Well, not exactly the beach. ‘Black Pearl Skate & Surf’ in the South Sound area of Cayman is a sport complex and home to the world’s largest outdoor skateboard park and biggest Waveloch surf wave. The Waveloch Surf Machine is a self-contained standing wave generated by a continuous 16,000 GPM flow of water. The flow can be adjusted anywhere from 10,000 gallons per minute to 150,000 gallons per minute of fresh filtered water. The machine measures 2,624 sq. ft. and provides 1,280 sq. ft. of riding surface. Cayman Grand Harbour has the only one of its kind in the world, with 11 foot waves, one foot higher than Waveloch’s machine in South Africa.
After some quick instruction, tips and a safety briefing on ‘how to bail, or what to do when you get tossed’, we eagerly jump in. It’s a thrill. With a boogie board or a small surf board you can ride the wave in one-spot until the operator deems you’ve had enough. Then he can vary the pump speed choosing from four different levels and suddenly you’re washed down the drain into the catch pool.
Level one is pretty easy, level four creates an 3.5m / 11ft standing wave with water moving at around 40mph. Mandy catches on the quickest and soon puts the boys to shame. Martin washes out the back a couple times. Doc decides he’s going to try a mini-board and ‘really surf this wave’. Peter and Goh are getting into the action too. Actually, getting tossed lands you pretty soft onto a running stream of 10cm / 4.5in. of rushing water and approximately 7.5cm / 3in. of rubberized ocean blue foam ‘seafloor’. An hour later we’re all somewhat proficient and Martin’s managed to ride the ‘tube’ a couple of times.
After about an hour of surfing we’re pretty pooped and remind ourselves to save some arm strength for tomorrow’s training. We banter about variable becoming finning with left arm pulls only, because in this constantly left-draining wave the right arm does most of the work.

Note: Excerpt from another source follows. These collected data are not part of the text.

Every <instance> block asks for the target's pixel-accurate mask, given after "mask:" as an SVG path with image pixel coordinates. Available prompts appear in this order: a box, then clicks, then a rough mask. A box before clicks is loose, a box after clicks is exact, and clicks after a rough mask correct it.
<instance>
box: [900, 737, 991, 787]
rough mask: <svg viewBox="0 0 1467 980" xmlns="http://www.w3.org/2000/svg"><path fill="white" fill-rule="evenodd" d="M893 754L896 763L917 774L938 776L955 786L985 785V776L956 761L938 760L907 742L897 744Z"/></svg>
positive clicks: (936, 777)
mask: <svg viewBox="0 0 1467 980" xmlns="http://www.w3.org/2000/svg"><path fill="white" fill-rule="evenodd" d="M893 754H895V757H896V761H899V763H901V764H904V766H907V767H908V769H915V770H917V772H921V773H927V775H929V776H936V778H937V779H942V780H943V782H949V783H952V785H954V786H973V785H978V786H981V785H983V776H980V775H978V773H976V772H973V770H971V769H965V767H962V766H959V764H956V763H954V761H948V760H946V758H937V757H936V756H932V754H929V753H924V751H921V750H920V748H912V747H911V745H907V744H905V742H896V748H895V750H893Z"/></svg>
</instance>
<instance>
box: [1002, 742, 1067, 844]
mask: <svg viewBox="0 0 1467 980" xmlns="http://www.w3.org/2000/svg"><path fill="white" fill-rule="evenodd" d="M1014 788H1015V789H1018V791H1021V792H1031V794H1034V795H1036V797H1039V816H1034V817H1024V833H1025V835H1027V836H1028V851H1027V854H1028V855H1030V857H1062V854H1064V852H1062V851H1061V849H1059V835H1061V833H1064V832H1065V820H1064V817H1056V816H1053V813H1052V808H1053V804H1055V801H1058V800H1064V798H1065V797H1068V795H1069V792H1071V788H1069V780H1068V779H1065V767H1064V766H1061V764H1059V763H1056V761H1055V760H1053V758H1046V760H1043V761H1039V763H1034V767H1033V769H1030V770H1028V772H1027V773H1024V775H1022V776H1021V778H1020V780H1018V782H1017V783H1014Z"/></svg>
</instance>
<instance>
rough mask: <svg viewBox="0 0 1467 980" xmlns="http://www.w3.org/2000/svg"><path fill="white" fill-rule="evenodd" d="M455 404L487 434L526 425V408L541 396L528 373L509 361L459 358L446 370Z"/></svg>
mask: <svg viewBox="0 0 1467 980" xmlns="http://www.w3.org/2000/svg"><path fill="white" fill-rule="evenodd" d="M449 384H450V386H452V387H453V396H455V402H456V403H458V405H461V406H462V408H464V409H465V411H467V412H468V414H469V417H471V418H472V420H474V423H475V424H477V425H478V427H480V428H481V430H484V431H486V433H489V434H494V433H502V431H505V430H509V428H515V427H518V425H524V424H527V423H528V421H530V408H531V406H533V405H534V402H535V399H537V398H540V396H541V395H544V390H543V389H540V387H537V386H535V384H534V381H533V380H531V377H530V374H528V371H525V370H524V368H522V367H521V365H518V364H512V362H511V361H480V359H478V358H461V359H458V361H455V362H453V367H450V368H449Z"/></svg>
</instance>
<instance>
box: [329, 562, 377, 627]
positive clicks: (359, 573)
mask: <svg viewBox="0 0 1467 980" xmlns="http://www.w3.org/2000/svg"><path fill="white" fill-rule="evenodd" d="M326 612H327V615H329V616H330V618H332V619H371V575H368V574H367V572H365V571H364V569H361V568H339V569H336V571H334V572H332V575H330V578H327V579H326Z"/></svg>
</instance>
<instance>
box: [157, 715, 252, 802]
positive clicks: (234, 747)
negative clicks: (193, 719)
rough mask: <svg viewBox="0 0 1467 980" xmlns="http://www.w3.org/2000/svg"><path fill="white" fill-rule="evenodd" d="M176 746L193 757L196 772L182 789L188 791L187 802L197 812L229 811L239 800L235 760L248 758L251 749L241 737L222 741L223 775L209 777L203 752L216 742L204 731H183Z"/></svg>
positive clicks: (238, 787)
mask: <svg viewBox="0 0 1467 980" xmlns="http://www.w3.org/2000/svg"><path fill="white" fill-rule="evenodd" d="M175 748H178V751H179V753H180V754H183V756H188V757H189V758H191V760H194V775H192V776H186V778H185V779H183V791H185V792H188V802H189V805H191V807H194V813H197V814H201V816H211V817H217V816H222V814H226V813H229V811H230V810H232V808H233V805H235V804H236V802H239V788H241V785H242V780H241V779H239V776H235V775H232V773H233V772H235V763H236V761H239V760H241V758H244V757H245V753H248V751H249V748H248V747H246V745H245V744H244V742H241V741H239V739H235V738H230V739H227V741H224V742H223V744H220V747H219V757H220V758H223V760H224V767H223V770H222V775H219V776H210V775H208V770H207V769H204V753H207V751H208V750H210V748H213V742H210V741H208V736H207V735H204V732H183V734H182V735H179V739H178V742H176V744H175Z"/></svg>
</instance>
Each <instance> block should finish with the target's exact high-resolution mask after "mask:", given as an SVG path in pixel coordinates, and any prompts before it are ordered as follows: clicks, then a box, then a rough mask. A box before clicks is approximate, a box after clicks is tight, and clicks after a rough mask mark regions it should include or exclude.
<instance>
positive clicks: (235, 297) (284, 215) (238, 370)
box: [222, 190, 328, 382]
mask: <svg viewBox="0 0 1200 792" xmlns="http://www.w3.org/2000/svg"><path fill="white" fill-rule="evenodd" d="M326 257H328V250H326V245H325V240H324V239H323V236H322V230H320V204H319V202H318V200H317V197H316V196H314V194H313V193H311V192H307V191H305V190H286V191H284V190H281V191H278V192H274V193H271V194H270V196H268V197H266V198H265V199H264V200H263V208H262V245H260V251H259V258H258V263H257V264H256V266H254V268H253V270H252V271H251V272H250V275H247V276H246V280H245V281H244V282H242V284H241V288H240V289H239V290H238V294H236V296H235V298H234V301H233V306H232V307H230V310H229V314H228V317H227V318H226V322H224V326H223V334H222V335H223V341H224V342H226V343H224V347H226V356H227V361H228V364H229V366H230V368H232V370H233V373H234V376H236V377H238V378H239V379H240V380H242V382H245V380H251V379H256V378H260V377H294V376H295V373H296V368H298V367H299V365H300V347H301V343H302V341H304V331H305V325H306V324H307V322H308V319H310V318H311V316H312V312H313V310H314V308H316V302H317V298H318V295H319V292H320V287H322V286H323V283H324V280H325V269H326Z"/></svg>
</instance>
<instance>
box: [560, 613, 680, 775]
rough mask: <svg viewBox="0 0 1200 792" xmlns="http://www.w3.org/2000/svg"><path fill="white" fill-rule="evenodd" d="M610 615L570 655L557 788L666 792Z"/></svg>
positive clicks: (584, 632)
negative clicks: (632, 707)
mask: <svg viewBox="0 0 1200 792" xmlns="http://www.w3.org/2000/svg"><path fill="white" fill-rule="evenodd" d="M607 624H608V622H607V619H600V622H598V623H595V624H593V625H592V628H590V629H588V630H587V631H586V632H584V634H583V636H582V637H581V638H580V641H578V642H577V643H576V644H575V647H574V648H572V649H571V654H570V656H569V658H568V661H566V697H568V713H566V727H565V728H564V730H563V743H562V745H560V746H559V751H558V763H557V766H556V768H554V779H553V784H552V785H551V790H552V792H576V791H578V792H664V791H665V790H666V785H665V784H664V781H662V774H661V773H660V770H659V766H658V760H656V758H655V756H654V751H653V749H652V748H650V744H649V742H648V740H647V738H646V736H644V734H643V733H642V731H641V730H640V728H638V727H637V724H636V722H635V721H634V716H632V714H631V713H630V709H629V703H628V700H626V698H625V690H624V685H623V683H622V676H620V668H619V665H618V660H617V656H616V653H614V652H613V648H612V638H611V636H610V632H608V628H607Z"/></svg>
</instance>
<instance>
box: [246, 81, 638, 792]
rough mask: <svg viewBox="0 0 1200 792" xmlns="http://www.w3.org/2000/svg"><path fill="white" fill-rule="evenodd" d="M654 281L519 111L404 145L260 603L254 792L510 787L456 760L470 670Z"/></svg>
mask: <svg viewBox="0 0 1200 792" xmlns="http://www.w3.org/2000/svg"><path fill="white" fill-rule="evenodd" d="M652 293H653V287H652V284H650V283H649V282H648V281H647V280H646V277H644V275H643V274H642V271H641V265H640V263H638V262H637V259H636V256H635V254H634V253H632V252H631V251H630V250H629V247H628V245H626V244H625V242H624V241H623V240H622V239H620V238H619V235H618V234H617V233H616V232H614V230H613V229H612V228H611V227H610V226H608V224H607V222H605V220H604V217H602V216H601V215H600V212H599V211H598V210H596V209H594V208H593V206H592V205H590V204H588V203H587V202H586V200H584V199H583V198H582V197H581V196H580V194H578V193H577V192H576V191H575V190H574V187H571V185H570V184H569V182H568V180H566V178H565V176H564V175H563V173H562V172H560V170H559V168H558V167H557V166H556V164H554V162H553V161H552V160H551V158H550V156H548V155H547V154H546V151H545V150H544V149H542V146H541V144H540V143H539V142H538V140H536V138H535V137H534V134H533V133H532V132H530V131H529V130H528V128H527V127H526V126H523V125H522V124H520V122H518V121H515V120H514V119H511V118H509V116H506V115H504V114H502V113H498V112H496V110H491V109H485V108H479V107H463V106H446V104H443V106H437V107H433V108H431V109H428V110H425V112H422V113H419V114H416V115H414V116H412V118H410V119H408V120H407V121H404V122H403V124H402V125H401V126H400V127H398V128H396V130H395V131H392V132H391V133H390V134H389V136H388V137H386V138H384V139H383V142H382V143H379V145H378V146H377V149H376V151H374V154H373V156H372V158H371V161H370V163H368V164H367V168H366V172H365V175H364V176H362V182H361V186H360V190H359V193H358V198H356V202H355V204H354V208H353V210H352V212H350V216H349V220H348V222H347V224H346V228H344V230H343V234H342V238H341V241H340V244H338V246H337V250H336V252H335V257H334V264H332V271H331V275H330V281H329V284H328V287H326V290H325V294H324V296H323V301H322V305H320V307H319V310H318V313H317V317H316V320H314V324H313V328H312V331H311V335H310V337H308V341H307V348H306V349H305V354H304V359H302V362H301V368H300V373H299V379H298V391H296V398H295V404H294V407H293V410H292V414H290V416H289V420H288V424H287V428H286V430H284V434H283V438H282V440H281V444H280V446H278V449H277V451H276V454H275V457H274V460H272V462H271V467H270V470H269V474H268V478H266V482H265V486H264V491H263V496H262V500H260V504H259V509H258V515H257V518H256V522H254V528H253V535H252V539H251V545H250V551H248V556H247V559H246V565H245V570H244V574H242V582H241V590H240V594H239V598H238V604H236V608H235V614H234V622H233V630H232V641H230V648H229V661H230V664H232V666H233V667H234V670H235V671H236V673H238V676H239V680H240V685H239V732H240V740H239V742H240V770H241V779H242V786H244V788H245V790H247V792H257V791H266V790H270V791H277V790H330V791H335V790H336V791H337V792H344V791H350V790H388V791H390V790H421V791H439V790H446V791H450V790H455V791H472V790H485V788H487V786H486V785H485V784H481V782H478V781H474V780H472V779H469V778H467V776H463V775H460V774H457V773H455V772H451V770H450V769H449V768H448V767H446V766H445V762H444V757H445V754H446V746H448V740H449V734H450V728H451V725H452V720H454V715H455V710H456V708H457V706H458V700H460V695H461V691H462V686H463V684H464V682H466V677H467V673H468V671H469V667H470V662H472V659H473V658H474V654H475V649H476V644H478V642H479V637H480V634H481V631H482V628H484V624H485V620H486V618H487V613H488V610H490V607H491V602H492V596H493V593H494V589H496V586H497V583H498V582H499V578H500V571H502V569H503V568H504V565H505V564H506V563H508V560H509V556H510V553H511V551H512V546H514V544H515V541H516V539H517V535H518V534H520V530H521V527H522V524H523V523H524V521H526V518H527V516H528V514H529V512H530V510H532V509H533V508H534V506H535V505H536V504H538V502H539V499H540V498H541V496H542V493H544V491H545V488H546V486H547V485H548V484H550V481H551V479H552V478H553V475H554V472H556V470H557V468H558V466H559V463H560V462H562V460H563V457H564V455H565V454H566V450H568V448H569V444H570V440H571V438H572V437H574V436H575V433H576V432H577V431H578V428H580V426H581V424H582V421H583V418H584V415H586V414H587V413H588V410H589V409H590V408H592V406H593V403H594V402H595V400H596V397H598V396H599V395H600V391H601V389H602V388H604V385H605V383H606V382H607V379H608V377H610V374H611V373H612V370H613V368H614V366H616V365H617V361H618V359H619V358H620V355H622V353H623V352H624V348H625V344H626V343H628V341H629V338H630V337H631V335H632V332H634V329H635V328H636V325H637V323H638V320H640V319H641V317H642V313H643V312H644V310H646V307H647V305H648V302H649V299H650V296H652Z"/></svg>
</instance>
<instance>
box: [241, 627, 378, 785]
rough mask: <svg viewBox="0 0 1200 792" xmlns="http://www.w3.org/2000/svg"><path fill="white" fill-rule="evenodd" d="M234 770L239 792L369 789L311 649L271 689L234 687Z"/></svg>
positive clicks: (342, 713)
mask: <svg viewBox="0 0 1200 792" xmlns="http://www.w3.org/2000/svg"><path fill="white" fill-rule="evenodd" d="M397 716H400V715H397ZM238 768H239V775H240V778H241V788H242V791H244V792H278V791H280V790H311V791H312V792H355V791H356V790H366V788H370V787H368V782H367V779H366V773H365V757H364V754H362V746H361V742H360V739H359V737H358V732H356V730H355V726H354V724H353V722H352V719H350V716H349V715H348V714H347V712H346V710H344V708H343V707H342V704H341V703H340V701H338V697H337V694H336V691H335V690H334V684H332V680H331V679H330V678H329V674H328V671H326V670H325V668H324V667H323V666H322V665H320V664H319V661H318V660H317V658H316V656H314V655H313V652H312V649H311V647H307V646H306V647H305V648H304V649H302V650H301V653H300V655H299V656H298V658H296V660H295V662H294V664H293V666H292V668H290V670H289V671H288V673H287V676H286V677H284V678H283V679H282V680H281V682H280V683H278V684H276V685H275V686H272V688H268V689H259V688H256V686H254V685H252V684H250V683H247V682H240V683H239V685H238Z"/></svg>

So we call it a day and go for a quick lunch. It’s time to run some errands, like picking up the laundry, and retrieving the sled bucket from the plastic surgeon.
Over the past two days we’ve noticed a small crack in the sides of the sled bucket, most likely brought on during its ascent. It’s a natural scoop and the lift bags bring it up at around 1.5m/s or 5ft/s. We’ve taken it to Red Sail sports maintenance where Doug, a good friend and ex-roommate, works. Instead of directing us to a welder he’s kindly offered to help us out himself, if we can leave it for the morning.
Eighteen thank-you cans of Heineken later the Yellow Beast is exhibiting some working scars which only add to its character. We just have to give this sled a name. Doc says we need to give it a woman’s name. Maybe it’ll become Martin’s on island mistress and Juliana will get jealous! (Just kidding!!). I’m sure that we’ll find a name, but for now ‘she’ remains the Yellow Beast. If she’s kind to us tomorrow maybe we’ll think of something more suitable.